It is one of those reports that seems so ludicrous that you have to read the article a few times in order to be sure it’s true. A Republican State Senator in New Hampshire told a constituent that he believes mentally ill people should be shipped to Siberia.
And when questioned, he defended his statement.
Via Think Progress:
Sharon Omand, a community health care center manager and resident of Stafford, New Hampshire, called her state senator Martin Harty (R) recently to request more funding for community mental health programs and for the homeless. Omand was shocked by Harty’s response. The state senator told her “the world is too populated” and that there are too many “defective people.” When Omand asked what should be done with these “defective people” that are mentally ill, Harty suggested sending them to Siberia, something that he said Hitler was “right” to do:
Barrington Republican Martin Harty told Sharon Omand, a Strafford resident who manages a community mental health program, that “the world is too populated” and there are “too many defective people,” according to an e-mail account of the conversation by Omand. [...]
Harty confirmed to the Monitor that he made the comments to Omand. [...]

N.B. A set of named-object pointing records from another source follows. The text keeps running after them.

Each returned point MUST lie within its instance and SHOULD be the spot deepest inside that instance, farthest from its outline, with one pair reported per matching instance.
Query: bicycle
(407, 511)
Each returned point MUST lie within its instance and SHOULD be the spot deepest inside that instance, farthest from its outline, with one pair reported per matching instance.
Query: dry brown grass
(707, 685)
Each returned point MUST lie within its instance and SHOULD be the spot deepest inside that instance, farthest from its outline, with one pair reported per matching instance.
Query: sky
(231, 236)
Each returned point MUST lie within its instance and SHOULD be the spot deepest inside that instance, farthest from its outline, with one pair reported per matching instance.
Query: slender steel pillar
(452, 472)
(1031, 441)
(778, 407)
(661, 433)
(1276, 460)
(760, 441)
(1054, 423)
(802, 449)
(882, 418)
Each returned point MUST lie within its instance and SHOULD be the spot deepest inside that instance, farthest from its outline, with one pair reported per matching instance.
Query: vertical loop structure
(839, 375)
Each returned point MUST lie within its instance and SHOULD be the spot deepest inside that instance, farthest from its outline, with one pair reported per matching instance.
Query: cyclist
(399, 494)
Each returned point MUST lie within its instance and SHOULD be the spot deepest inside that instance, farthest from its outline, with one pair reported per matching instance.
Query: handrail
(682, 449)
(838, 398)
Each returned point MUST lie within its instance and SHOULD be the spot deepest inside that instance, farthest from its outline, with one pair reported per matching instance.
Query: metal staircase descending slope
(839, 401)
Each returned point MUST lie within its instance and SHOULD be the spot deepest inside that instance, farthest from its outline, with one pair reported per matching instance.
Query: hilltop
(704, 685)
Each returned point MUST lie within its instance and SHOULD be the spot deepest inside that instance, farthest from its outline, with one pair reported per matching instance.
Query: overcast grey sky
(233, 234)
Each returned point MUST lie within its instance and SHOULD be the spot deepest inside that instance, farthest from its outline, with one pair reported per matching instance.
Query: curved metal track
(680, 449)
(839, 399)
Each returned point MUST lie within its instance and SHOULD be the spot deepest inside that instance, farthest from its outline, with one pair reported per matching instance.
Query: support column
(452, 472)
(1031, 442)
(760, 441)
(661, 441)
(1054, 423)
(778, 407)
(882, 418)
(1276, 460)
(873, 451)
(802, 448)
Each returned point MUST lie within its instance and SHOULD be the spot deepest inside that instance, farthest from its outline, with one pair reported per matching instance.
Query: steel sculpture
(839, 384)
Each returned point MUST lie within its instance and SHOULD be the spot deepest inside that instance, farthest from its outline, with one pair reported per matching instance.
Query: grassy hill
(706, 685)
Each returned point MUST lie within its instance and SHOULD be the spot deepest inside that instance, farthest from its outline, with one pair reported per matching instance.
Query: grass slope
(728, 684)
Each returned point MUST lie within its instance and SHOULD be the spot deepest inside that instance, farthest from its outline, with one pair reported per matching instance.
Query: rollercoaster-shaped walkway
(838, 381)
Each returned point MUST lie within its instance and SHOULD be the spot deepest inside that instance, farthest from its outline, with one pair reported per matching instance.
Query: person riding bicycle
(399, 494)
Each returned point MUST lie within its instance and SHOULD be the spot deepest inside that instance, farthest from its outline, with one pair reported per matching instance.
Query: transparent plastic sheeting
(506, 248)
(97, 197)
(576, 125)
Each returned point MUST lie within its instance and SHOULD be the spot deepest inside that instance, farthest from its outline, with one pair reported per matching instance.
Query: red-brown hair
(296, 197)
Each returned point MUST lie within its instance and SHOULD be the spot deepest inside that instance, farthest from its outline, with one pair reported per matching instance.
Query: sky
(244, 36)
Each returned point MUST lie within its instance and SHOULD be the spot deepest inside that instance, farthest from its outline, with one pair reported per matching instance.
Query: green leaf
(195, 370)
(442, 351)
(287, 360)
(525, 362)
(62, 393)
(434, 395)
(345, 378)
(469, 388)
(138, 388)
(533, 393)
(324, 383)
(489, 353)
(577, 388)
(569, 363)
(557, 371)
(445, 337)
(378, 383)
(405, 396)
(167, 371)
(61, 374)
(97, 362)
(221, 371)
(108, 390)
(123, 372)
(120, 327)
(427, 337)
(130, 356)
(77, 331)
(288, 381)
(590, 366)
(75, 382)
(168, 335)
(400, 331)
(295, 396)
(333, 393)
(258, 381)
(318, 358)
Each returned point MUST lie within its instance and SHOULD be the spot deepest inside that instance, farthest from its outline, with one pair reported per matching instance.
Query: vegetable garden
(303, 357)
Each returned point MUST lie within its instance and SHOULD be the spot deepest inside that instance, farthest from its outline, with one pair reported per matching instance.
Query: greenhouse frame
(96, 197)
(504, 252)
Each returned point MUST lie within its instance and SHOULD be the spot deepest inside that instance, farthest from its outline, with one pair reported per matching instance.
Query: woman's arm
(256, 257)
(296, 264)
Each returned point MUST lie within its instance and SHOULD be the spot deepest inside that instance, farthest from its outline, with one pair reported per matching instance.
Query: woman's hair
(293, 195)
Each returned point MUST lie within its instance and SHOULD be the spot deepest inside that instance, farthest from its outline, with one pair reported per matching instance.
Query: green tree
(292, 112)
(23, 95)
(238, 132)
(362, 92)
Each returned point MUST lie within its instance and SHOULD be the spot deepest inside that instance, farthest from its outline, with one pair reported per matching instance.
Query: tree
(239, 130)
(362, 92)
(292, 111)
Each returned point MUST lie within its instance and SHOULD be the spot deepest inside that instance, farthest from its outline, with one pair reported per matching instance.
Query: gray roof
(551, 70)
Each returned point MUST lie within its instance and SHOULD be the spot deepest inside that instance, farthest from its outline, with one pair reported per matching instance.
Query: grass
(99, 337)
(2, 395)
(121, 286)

Omand says Harty then stated, “I wish we had a Siberia so we could ship them all off to freeze to death and die and clean up the population.” Omand said Harty appeared to be serious. After Omand responded that his idea sounded like what Adolf Hitler did in World War II, Omand said Harty responded, “Hitler did something right, and I agree with (it).”
The statements, of course, are indefensible to most people. They are utterly disturbing views to be represented by a lawmaker. But frankly, there’s something more disturbing to the story than even that.
Rep. Harty, a newly elected politician, is over 90 years old, and serving his first term as a representative. His colleagues, who aren’t defending his actual statements, are brushing them off and saying that at his age and with his war experience he has earned the right to say them. But they also paint him as a doddering, confused old man, too.
Harty, a retired peddler and market vendor, served as a quarter master in Gen. George Patton’s Army in North Africa and Italy during World War II. Colleagues say he is hard of hearing and has appeared confused in recent House sessions.
“He’s shown signs of great confusion in committee in terms of House process and content,” said Rep. Marilinda Garcia, a Salem Republican who serves with Harty on the House Legislative Administration Committee.
Rep. Jon Richardson, an Allenstown Republican on the Legislative Administration Committee, said he does not condone Harty’s comments on any level, but he takes into account the fact that Harty is a World War II veteran in his 90s.
“In our committee . . . he is constantly confused, easily swayed, hard of hearing, and prone to offer up unrelated commentary or go off on unrelated tangents,” Richardson said.
Harty, a first-term representative, wrote a letter to Foster’s Daily Democrat last month stating, “So far I really don’t know what I’m doing. . . . A new Rep really needs a coach along with him at first but there is no room for anyone to sit with him, and no way they could holler at him in a committee meeting.
“The few votes I’ve made so far I really didn’t know what I was voting for or against,” his letter said. “Just looked at the people around me and went along with them.”
That New Hampshire is having the course of its state set by a politician who apparently advocates for eugenics is disturbing. But even more disturbing is that decisions are being made by a politician who is confused, easily swayed, and unsure of what is even occurring in his legislative hearings, and that his colleagues seem intent on keeping him in place exactly for those every reasons.